Dante appartient encore au lyrisme par l’œuvre de sa première jeunesse, la Vita nuova ; mais son génie est surtout épique ; avant l’exil déjà, il a conçu l’idée de la Divine Comédie. Si les événements politiques s’étaient déroulés selon son désir, que la monarchie de ses rêves se fût réalisée, la Comédie serait peut-être en son genre un Roland plus sublime, la glorification d’une jeune Italie. Au point de vue humain, ne regrettons pas qu’elle soit autre chose ; elle raconte, il est vrai, l’écroulement d’un idéal politique, elle dit les passions, les haines, et aussi la science scolastique d’une époque, mais elle est avant tout l’épopée de l’âme humaine. Dante, repoussé par la réalité du présent, s’est réfugié dans les vérités plus hautes et plus durables. Il est à première vue l’expression monumentale du moyen âge de Florence et de la théologie ; il est davantage encore, et les Italiens le savent bien, le poète de la nation italienne et de l’humanité. — Il n’est pas un précurseur, comme Pétrarque ; il est tout de son époque ; mais il l’a pénétrée si profondément qu’il en a exprimé, derrière les formules particulières, le problème en ce qu’il a d’éternel et d’universel. En d’autres termes, si considérable qu’elle soit, la valeur relative, historique, de Dante, à laquelle les philologues s’attachent si fort, n’est plus qu’un détail, comparée à la valeur absolue ; chez lui la réponse est moins significative que la question ; les mots de la prière moins beaux que le geste des mains jointes. Exilé de Florence, ne trouvant des deux côtés de l’Apennin que les lambeaux de la patrie rêvée, voyant Rome déchue, le pape à Avignon, Henri VII tombé devant Sienne, Anjou à Naples, la tyrannie partout, Dante réalise ses mots de naguère : « Nos autem, cui mundus est patria, velut piscibus æquor » (De vulg. eloq., I. 6), et il crée une œuvre sans égale au monde : l’ascension de la conscience des ténèbres à la lumière.

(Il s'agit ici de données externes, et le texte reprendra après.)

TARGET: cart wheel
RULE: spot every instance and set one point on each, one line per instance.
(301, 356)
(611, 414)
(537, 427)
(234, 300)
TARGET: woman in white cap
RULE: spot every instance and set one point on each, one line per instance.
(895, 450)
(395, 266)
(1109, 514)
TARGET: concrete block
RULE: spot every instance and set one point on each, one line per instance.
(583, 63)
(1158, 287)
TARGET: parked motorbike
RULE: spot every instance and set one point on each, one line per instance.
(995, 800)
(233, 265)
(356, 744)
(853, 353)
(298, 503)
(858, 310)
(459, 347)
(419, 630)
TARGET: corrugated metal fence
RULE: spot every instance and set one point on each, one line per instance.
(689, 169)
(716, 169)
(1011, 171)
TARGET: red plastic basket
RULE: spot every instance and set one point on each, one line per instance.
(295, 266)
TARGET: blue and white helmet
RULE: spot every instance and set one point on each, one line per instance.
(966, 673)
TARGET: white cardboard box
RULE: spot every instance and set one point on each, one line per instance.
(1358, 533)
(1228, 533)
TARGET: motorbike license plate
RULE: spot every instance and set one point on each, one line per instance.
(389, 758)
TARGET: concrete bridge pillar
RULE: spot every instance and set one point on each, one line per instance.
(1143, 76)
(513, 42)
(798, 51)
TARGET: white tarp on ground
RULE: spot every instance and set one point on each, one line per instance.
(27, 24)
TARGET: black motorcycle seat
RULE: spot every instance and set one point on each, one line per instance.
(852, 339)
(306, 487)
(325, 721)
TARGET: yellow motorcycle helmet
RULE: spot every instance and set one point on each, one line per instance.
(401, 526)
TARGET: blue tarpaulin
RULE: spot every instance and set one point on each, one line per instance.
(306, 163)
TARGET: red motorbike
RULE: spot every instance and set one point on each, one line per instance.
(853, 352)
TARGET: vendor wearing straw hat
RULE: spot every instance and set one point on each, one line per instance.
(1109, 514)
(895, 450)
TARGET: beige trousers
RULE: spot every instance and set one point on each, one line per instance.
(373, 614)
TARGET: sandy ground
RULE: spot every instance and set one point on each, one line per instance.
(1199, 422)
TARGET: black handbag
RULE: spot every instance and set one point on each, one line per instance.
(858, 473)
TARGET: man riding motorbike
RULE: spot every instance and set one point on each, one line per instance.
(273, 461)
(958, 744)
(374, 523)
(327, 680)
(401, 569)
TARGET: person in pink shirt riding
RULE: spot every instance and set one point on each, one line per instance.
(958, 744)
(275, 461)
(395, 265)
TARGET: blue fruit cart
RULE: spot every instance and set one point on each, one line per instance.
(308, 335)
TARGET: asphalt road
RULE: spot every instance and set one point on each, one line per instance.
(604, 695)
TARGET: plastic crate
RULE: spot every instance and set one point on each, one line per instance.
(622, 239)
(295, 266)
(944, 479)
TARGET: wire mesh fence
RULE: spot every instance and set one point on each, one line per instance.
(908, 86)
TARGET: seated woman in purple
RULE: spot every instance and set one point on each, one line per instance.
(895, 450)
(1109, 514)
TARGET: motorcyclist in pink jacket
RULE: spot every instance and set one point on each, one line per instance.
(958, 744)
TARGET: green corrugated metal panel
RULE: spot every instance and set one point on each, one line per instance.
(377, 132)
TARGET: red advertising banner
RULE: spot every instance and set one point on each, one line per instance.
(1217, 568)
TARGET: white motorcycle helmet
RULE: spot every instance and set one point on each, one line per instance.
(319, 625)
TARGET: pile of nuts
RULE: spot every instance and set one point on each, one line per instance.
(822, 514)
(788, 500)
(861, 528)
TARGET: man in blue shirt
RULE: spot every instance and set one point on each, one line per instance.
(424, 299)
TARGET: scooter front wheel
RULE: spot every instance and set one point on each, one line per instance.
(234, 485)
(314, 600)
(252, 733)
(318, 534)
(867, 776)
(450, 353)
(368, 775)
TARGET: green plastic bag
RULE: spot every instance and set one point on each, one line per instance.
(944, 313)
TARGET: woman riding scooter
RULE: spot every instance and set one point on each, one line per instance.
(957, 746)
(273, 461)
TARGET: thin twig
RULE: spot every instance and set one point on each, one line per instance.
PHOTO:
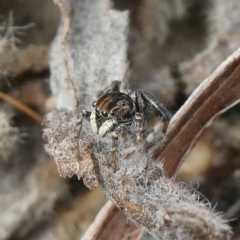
(215, 95)
(66, 12)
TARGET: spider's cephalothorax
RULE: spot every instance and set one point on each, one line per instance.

L’Italie a compensé ainsi, d’un seul coup, et largement, toutes les lacunes de sa littérature. Mais après Dante ? Si l’on reste dans la ligne de l’évolution normale, c’est une chute à pic dans la misère des imitations. L’épopée n’a plus une œuvre digne d’être mentionnée ici, et le théâtre en reste à l’édification spirituelle, sans connaître cette fermentation qui donne au théâtre français, dès le xive  siècle, son importance historique. La seule pièce intéressante, l’Eccerinus de Mussato, est en latin. Le mouvement littéraire, commencé vers 1200 (d’après les textes conservés), brillamment développé par le « dolce stil nuovo », s’arrête brusquement avant le milieu du xive  siècle ; ce n’est pas une évolution, c’est une interruption, et je n’ai plus besoin d’en dire les causes.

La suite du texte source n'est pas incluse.